En cette rentrée littéraire 2017 où les Nazis sont à la mode - Magda Goebbels, la femme de Joseph Goebbels dans Ces rêves qu'on piétine, de Sébastien Spitzer, Josef Mengele dans Mischling d'Affinity K, …-, Olivier Guez traite d'un perdant radical - il utilise le terme (p. 137) sans citer pour autant Enzensberger dans les sources et la bibliographie - Josef Mengele en s'intéressant essentiellement sinon exclusivement à La disparition de Josef Mengele, aux trente années s'étalant de 1949, date de son arrivée en Argentine, à sa « mort mystérieuse sur une plage en 1979 » (4ème de couverture) au Brésil, en passant par le Paraguay.

Plutôt bien écrit avec quelques très belles formules littéraires et bien référencé même si les explications sont (trop) courtes sur le processus de fabrication du livre, Olivier Guez relate bien la disparition de l'Ange de la Mort, et même les longueurs (que j'ai ressenties) dans la description du quotidien de Mengele (notamment dans la période brésilienne) font finalement écho à la longueur de cette disparition. À l'exception des crimes contre l'humanité dont il s'est rendu coupable et de son idéologie mortifère, Mengele apparaît comme un homme banal - jaloux de son frère, d'Eichman, sous la tutelle de son propre père qui faisait tourner l'entreprise familiale Mengele Agrartechnik,… - mais qui n'émettra ni regret, ni remords pour sa contribution à la « production de cadavres » (Leszek Kolakowski dans Comment être conservateur + socialiste + libéral).

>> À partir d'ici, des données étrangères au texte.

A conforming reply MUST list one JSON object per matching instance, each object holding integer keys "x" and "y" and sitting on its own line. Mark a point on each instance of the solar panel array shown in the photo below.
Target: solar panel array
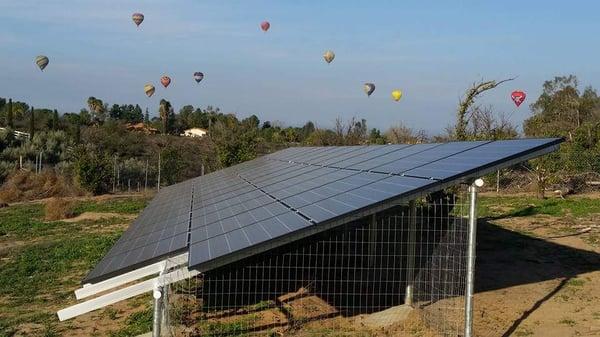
{"x": 263, "y": 200}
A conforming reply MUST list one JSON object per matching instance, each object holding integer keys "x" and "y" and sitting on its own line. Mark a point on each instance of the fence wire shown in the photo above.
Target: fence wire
{"x": 401, "y": 271}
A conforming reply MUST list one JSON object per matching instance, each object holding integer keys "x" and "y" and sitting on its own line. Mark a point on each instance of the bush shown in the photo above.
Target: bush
{"x": 93, "y": 170}
{"x": 26, "y": 185}
{"x": 59, "y": 208}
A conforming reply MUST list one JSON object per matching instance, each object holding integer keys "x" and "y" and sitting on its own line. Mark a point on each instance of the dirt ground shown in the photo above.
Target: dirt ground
{"x": 536, "y": 275}
{"x": 544, "y": 283}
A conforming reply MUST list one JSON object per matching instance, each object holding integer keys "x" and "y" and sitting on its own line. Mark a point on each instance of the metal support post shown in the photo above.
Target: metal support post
{"x": 471, "y": 243}
{"x": 159, "y": 295}
{"x": 372, "y": 240}
{"x": 157, "y": 317}
{"x": 158, "y": 179}
{"x": 412, "y": 238}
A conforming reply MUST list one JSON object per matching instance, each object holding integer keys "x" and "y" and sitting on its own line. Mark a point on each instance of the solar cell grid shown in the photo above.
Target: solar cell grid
{"x": 262, "y": 200}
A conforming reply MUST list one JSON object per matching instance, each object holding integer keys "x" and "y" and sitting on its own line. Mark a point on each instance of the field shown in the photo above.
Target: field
{"x": 538, "y": 269}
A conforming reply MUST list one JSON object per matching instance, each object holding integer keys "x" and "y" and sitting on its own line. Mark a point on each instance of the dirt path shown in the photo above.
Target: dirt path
{"x": 535, "y": 287}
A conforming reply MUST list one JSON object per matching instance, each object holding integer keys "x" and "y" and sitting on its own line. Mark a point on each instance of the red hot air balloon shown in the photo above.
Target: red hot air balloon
{"x": 518, "y": 97}
{"x": 137, "y": 18}
{"x": 165, "y": 81}
{"x": 265, "y": 25}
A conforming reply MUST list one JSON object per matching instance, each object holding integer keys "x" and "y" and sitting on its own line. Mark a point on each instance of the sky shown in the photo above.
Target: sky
{"x": 431, "y": 50}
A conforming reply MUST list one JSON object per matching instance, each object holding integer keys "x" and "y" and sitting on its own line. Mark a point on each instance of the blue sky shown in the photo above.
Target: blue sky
{"x": 431, "y": 50}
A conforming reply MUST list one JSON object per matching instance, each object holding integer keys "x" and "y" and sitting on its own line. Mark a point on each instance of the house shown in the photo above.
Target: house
{"x": 195, "y": 132}
{"x": 18, "y": 134}
{"x": 141, "y": 127}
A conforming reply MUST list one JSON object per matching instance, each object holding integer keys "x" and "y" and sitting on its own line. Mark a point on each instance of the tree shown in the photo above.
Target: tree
{"x": 85, "y": 118}
{"x": 166, "y": 111}
{"x": 115, "y": 112}
{"x": 560, "y": 109}
{"x": 93, "y": 169}
{"x": 464, "y": 106}
{"x": 9, "y": 115}
{"x": 401, "y": 134}
{"x": 375, "y": 137}
{"x": 32, "y": 124}
{"x": 53, "y": 122}
{"x": 486, "y": 126}
{"x": 97, "y": 108}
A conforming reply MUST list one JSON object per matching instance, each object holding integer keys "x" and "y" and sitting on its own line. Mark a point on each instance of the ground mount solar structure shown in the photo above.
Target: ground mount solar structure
{"x": 251, "y": 208}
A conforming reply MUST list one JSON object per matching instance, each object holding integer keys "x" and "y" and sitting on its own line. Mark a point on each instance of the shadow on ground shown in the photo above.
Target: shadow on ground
{"x": 506, "y": 258}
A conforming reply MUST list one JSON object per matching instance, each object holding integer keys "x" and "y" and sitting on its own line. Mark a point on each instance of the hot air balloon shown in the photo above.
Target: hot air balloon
{"x": 42, "y": 61}
{"x": 518, "y": 97}
{"x": 198, "y": 76}
{"x": 149, "y": 90}
{"x": 165, "y": 81}
{"x": 369, "y": 88}
{"x": 328, "y": 56}
{"x": 265, "y": 25}
{"x": 137, "y": 18}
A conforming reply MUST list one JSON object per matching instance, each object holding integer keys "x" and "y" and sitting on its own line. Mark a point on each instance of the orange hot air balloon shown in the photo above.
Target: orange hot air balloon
{"x": 165, "y": 81}
{"x": 265, "y": 25}
{"x": 329, "y": 56}
{"x": 518, "y": 97}
{"x": 149, "y": 90}
{"x": 137, "y": 18}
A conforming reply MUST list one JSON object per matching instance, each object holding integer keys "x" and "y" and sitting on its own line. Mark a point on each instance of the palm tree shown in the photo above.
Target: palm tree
{"x": 165, "y": 112}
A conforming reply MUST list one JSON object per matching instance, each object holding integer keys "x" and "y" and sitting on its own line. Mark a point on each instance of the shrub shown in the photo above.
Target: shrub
{"x": 93, "y": 170}
{"x": 26, "y": 185}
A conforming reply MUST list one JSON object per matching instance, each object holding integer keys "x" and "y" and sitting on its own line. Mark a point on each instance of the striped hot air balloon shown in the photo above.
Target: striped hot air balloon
{"x": 369, "y": 88}
{"x": 198, "y": 76}
{"x": 137, "y": 18}
{"x": 265, "y": 25}
{"x": 149, "y": 90}
{"x": 42, "y": 61}
{"x": 328, "y": 56}
{"x": 165, "y": 81}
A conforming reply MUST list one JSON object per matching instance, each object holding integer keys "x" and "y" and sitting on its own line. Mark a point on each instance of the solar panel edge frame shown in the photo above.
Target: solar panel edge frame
{"x": 436, "y": 185}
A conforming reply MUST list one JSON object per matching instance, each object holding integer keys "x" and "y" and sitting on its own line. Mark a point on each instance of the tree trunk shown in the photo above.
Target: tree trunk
{"x": 32, "y": 124}
{"x": 9, "y": 115}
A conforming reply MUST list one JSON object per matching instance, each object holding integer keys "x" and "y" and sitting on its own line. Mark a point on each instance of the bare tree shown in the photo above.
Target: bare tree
{"x": 464, "y": 106}
{"x": 485, "y": 125}
{"x": 401, "y": 134}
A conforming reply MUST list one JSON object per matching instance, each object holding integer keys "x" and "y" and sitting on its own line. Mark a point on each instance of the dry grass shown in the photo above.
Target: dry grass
{"x": 26, "y": 185}
{"x": 59, "y": 208}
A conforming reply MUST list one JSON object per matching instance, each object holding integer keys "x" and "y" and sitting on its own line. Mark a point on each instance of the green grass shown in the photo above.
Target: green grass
{"x": 24, "y": 221}
{"x": 506, "y": 207}
{"x": 136, "y": 324}
{"x": 47, "y": 264}
{"x": 229, "y": 328}
{"x": 43, "y": 266}
{"x": 121, "y": 205}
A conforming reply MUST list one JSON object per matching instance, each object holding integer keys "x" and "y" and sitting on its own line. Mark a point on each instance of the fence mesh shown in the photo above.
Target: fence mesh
{"x": 398, "y": 272}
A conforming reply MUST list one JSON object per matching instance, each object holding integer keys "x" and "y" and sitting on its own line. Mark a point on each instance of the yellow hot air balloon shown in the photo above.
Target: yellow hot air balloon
{"x": 328, "y": 56}
{"x": 149, "y": 90}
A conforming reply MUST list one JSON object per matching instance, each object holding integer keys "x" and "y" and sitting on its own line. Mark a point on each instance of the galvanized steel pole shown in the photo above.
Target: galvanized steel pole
{"x": 157, "y": 317}
{"x": 471, "y": 243}
{"x": 412, "y": 242}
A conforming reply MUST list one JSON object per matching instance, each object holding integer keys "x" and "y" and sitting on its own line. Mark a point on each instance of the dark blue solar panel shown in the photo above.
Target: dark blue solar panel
{"x": 269, "y": 198}
{"x": 474, "y": 158}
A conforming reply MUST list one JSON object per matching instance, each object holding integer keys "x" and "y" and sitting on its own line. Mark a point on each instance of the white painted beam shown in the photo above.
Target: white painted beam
{"x": 125, "y": 293}
{"x": 117, "y": 281}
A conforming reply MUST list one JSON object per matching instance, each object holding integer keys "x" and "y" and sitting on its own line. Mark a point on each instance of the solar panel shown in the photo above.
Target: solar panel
{"x": 258, "y": 204}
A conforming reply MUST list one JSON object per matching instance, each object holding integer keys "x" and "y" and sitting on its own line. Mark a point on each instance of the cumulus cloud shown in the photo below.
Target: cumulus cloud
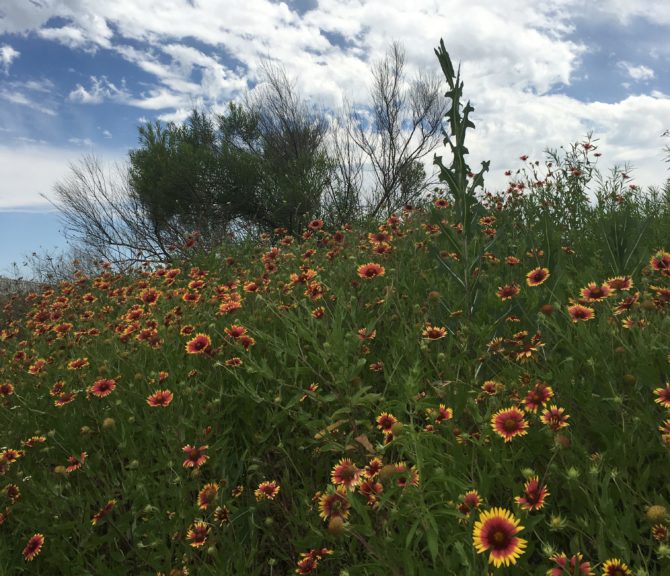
{"x": 7, "y": 56}
{"x": 516, "y": 57}
{"x": 15, "y": 96}
{"x": 637, "y": 73}
{"x": 83, "y": 142}
{"x": 101, "y": 89}
{"x": 30, "y": 170}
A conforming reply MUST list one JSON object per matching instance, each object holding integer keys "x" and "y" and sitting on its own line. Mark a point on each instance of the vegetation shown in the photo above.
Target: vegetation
{"x": 476, "y": 384}
{"x": 271, "y": 161}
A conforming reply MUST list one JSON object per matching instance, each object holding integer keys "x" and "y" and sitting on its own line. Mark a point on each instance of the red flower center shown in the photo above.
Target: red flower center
{"x": 510, "y": 424}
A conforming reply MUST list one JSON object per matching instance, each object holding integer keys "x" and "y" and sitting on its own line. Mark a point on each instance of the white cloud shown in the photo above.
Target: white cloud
{"x": 30, "y": 171}
{"x": 7, "y": 56}
{"x": 101, "y": 89}
{"x": 637, "y": 73}
{"x": 85, "y": 142}
{"x": 17, "y": 97}
{"x": 514, "y": 55}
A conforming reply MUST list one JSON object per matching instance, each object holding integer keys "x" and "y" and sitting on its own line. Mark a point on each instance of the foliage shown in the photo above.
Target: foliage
{"x": 232, "y": 403}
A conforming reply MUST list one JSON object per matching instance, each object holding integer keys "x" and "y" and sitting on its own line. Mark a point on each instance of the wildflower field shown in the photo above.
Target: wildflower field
{"x": 477, "y": 385}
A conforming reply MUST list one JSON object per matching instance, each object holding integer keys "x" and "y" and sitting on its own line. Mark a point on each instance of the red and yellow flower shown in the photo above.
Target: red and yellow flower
{"x": 663, "y": 396}
{"x": 496, "y": 531}
{"x": 580, "y": 313}
{"x": 197, "y": 534}
{"x": 508, "y": 423}
{"x": 616, "y": 567}
{"x": 160, "y": 398}
{"x": 267, "y": 490}
{"x": 537, "y": 276}
{"x": 103, "y": 387}
{"x": 195, "y": 456}
{"x": 346, "y": 473}
{"x": 370, "y": 271}
{"x": 573, "y": 565}
{"x": 334, "y": 503}
{"x": 555, "y": 417}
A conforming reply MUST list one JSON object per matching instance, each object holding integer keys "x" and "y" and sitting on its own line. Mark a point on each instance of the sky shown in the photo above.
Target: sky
{"x": 79, "y": 76}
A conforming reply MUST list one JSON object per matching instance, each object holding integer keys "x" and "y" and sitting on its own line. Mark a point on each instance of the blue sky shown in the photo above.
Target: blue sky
{"x": 79, "y": 76}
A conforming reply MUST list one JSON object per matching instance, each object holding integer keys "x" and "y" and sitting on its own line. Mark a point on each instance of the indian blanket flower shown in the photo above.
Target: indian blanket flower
{"x": 433, "y": 332}
{"x": 496, "y": 531}
{"x": 443, "y": 414}
{"x": 207, "y": 494}
{"x": 75, "y": 463}
{"x": 579, "y": 313}
{"x": 199, "y": 344}
{"x": 346, "y": 473}
{"x": 195, "y": 457}
{"x": 334, "y": 503}
{"x": 160, "y": 398}
{"x": 103, "y": 387}
{"x": 12, "y": 492}
{"x": 150, "y": 296}
{"x": 235, "y": 331}
{"x": 100, "y": 514}
{"x": 555, "y": 417}
{"x": 267, "y": 490}
{"x": 309, "y": 561}
{"x": 661, "y": 262}
{"x": 373, "y": 468}
{"x": 537, "y": 276}
{"x": 620, "y": 283}
{"x": 594, "y": 292}
{"x": 508, "y": 291}
{"x": 77, "y": 364}
{"x": 6, "y": 389}
{"x": 573, "y": 565}
{"x": 534, "y": 495}
{"x": 385, "y": 422}
{"x": 197, "y": 534}
{"x": 508, "y": 423}
{"x": 616, "y": 567}
{"x": 370, "y": 271}
{"x": 33, "y": 547}
{"x": 663, "y": 396}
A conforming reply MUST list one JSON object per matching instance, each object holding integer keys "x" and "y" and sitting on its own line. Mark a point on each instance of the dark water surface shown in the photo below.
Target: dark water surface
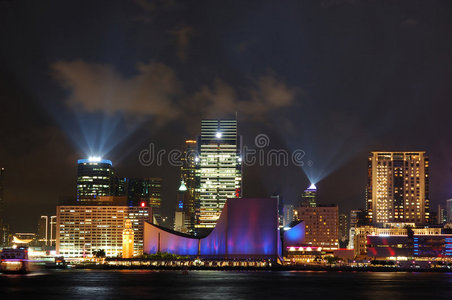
{"x": 85, "y": 284}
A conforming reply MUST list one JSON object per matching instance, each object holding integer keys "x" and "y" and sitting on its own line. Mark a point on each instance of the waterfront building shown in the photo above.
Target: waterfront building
{"x": 322, "y": 225}
{"x": 95, "y": 177}
{"x": 398, "y": 187}
{"x": 128, "y": 239}
{"x": 343, "y": 228}
{"x": 362, "y": 233}
{"x": 449, "y": 210}
{"x": 406, "y": 246}
{"x": 357, "y": 217}
{"x": 187, "y": 189}
{"x": 83, "y": 229}
{"x": 309, "y": 196}
{"x": 247, "y": 229}
{"x": 219, "y": 171}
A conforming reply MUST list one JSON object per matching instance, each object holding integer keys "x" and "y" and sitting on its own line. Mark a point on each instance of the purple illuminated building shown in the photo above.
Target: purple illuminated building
{"x": 247, "y": 228}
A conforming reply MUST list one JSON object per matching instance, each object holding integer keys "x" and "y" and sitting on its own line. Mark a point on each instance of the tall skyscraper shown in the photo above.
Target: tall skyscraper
{"x": 449, "y": 210}
{"x": 321, "y": 225}
{"x": 357, "y": 218}
{"x": 219, "y": 170}
{"x": 308, "y": 197}
{"x": 42, "y": 234}
{"x": 343, "y": 229}
{"x": 46, "y": 233}
{"x": 95, "y": 177}
{"x": 398, "y": 188}
{"x": 2, "y": 204}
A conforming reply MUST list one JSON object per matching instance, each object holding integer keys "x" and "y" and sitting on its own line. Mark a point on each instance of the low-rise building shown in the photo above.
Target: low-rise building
{"x": 321, "y": 225}
{"x": 84, "y": 229}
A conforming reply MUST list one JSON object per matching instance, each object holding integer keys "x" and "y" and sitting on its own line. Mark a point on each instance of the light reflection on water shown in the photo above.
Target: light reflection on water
{"x": 226, "y": 285}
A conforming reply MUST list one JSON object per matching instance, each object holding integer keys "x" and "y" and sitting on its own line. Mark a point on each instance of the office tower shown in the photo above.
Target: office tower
{"x": 187, "y": 190}
{"x": 128, "y": 237}
{"x": 4, "y": 228}
{"x": 148, "y": 190}
{"x": 343, "y": 228}
{"x": 308, "y": 197}
{"x": 52, "y": 228}
{"x": 449, "y": 210}
{"x": 83, "y": 229}
{"x": 219, "y": 171}
{"x": 357, "y": 218}
{"x": 95, "y": 177}
{"x": 398, "y": 188}
{"x": 280, "y": 209}
{"x": 321, "y": 225}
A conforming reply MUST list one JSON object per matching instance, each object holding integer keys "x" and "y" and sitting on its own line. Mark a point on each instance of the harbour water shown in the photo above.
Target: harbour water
{"x": 134, "y": 284}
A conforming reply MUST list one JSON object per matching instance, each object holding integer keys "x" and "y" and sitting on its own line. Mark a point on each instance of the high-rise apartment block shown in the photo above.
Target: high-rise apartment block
{"x": 398, "y": 188}
{"x": 143, "y": 190}
{"x": 46, "y": 234}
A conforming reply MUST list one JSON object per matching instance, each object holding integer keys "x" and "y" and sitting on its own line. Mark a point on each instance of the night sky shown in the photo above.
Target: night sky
{"x": 335, "y": 78}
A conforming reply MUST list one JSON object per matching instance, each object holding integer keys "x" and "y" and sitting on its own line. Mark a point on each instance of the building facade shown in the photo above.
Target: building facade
{"x": 95, "y": 177}
{"x": 449, "y": 210}
{"x": 362, "y": 232}
{"x": 143, "y": 190}
{"x": 398, "y": 187}
{"x": 246, "y": 229}
{"x": 82, "y": 229}
{"x": 46, "y": 233}
{"x": 322, "y": 226}
{"x": 219, "y": 171}
{"x": 309, "y": 197}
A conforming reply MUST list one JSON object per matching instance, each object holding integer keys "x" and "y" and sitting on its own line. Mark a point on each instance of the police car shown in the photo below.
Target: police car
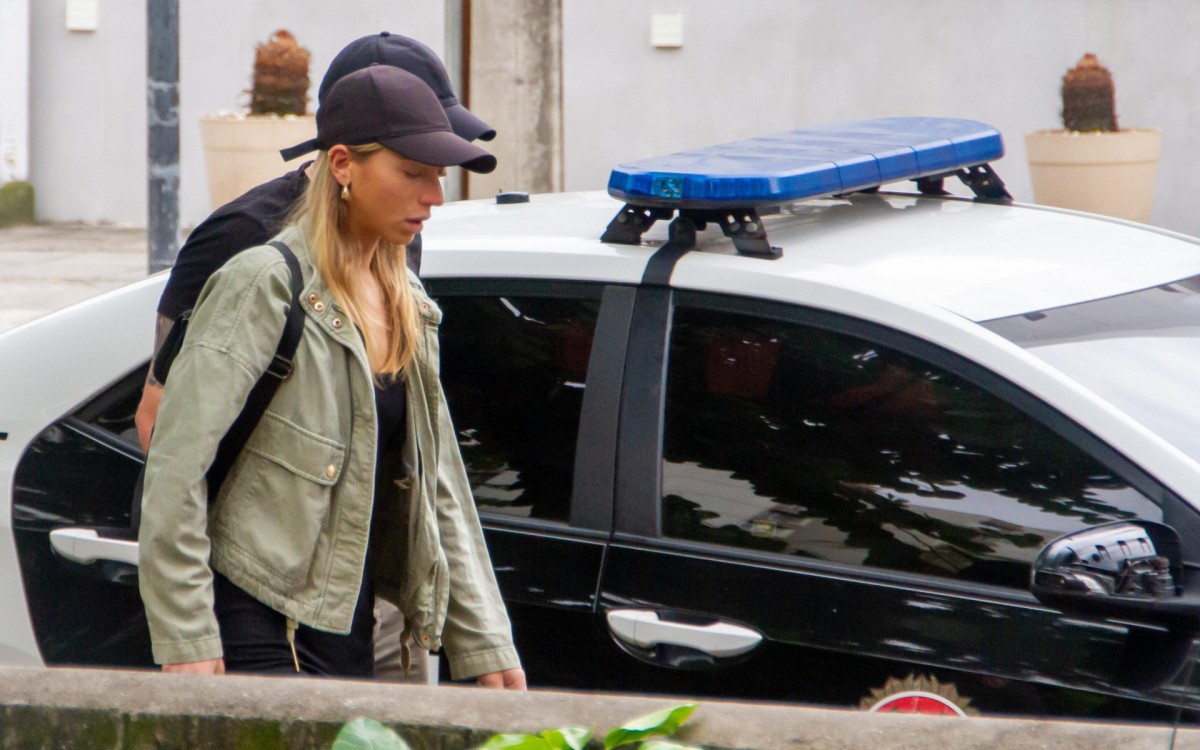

Dans le livre de Guez, le plus intéressant à mes yeux restera paradoxalement ce qui ne concerne pas Mengele directement. Ainsi, les évocations du recyclage par les époux Péron des Nazis, de la « nazi society de Buenos Aires » (p. 46), de Hans-Uli Rudel, militaire allemand le plus décoré de la seconde guerre mondiale, nazi et antisémite patenté mais jamais inquiété dans l'après-guerre, des tentatives des Nazis planqués en Amérique du Sud de raviver le nazisme, la minimisation du rôle de Simon Wiesenthal, la visite du fils de Mengele à son père, la construction des enfants de perdants radicaux,... sont autant sinon plus intéressantes que les pages sur Mengele même lorsque ces thèmes sont à peine effleurés.


Après comme l'écrit Guez lui-même « En ce milieu des années 1960, James Bond triomphe sur les écrans et Docteur Mengele devient une marque dont l'évocation glace le sang et fait grimper les tirages des livres et des magazines : l'archétype du nazi froid et sadique, un monstre » (p. 165) ; en 2017, Mengele fait toujours grimper les tirages des livres, bien davantage qu'un « Gerhard Bohne, le directeur administratif du programme d'euthanaisie T4 (deux millions de stérilisés, soixante-dix mille handicapés gazés) » (p. 42) ou qu'un « Walter Rauff (quatre-ving-dix-sept mille homicides), l'inventeur du camion à gaz, le prototype des chambres dans les camps d'extermination à l'est » (p. 85).